Sounds like a 'spin doctor' has been at it again. Either that or an advertising man has had a hand in it!

MegL wrote on September 14, 2018, 3:34 AM

Sounds like one of those garbage creators has been at it! Many years ago, there used to be sheets of paper circulating. This is before the Internet. They had been copied and copied over again. They were called something like The Honeywell Sentence Creator. The sheet had three columns of phrases on it, all pompous sounding or marketing guff. You could combine any phrase from each column to make a fantastic sounding sentence that on analysis meant nothing at all. Must see if I can find one.

MegL wrote on September 14, 2018, 7:20 AM

Here are some online generators. I had a paper one, where you chose a phrase from each of 3 columns,37%7C%7C34%7C%7C2%7C0
and here is another This second one seems to generate the kinds of sentences that appeared in the old paper version. Have fun.

VinceSummers wrote on September 14, 2018, 9:16 AM

A fellow worker named Kirk showed me this years ago. We played around with it. It was fun. But the J.D. Power thingy is a valid television advertisement.

MegL wrote on September 14, 2018, 11:06 AM

Unbelievable! It's incredible that something like that got through!

VinceSummers wrote on September 14, 2018, 11:46 AM

The ads featuring this are mostly Ford ads. My favorite is their ad that says Ford must be better because they have more repeat sales. Is that because of satisfactory performance, or is it because Fords don't last as long and they HAVE to buy again if they are to remain LOYAL?

AliCanary wrote on September 16, 2018, 3:25 PM

Oh, I thought you going to actually answer the question. :/

VinceSummers wrote on September 16, 2018, 5:39 PM

That's exactly what I wish I could do. To the TV audience, 1st in Initial Quality should need no explanation, rather than have no explanation. LOL.

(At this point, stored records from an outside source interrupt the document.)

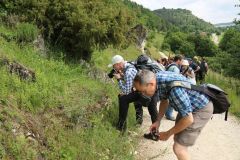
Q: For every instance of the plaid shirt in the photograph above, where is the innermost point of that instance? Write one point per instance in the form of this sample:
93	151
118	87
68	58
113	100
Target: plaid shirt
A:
129	74
183	100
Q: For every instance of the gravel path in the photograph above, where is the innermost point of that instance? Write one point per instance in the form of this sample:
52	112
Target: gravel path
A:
219	140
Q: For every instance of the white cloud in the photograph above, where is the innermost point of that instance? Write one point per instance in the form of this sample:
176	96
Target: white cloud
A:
214	11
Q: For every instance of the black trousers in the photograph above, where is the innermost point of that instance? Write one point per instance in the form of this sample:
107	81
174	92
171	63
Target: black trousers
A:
135	97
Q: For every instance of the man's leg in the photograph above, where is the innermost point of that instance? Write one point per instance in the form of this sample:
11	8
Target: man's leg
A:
124	101
139	112
181	151
169	113
152	108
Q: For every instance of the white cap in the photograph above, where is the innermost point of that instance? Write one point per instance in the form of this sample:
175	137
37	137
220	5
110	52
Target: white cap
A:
185	63
116	59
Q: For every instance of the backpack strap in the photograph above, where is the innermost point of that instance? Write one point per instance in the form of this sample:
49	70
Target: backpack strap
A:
170	65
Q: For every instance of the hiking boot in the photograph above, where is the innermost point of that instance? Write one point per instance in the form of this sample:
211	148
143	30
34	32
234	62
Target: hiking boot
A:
152	136
121	126
171	118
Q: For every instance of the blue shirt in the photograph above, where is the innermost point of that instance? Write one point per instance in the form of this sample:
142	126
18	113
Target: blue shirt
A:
183	100
129	74
174	68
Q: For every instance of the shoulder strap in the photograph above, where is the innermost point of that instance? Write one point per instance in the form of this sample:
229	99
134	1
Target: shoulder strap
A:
170	65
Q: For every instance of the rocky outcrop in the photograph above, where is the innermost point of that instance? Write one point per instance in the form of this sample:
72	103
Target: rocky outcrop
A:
138	35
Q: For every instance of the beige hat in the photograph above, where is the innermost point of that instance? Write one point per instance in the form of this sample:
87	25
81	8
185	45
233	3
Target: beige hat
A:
116	59
185	63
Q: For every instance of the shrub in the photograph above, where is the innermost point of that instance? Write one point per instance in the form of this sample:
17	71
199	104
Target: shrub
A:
26	32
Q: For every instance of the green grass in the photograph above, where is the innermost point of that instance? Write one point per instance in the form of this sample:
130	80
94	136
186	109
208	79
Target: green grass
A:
231	86
77	131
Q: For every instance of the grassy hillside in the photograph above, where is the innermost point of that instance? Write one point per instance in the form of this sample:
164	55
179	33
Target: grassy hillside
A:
185	20
231	86
68	113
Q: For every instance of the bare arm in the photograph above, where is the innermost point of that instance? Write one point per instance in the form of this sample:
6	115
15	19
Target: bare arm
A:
162	109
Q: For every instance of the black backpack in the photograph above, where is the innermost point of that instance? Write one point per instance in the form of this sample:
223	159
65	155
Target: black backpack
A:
145	62
217	95
203	67
170	65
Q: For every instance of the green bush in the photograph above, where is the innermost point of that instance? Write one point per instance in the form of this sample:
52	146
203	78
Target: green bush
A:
26	32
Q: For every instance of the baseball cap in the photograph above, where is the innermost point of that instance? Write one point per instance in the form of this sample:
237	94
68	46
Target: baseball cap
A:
185	63
116	59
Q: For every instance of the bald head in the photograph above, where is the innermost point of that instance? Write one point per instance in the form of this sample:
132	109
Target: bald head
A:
144	77
145	82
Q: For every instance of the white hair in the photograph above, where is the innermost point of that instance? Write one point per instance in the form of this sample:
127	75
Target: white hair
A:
144	77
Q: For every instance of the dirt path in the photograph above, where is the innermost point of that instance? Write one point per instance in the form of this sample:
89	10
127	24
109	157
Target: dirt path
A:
219	140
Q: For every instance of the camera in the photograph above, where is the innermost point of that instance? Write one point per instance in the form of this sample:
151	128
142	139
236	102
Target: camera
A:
153	135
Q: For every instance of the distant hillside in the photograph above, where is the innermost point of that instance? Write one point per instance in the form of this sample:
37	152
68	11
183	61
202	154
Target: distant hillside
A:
147	17
229	24
185	20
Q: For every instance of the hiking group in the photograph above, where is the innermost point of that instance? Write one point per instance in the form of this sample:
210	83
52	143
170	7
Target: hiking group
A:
144	82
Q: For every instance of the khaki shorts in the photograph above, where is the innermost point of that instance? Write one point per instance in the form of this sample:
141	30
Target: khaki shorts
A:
189	135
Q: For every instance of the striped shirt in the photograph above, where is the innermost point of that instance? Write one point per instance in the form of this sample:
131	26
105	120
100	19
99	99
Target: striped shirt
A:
129	74
183	100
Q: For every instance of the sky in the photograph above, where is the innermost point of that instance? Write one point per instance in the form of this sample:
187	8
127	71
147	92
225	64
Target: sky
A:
213	11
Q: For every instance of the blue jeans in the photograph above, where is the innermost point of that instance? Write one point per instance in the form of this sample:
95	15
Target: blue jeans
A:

lookatdesktop wrote on September 16, 2018, 7:30 PM

Good point. And how about a political candidate, who says, after their commercial announcement, "I approve this message." - yea right, the person who wrote the message approves of it, only, no one else approves of it. Probably. Sounds pretty fake or rather, illegitimate to me.

Last Edited: September 16, 2018, 7:32 PM

VinceSummers wrote on September 30, 2018, 8:08 AM

This rating was given by J.D. Power... Hm. Let's see. Who was J.D. Power? Wikipedia says: "J.D. Power was founded in 1968 by James David Power III. Power had previously worked in advertising and doing customer research for the Ford Motor Company, where he felt customer satisfaction data was too often overlooked." Hm. Ford often receives their award for Initial Quality. Speaks volumes, doesn't it? At least to me it does.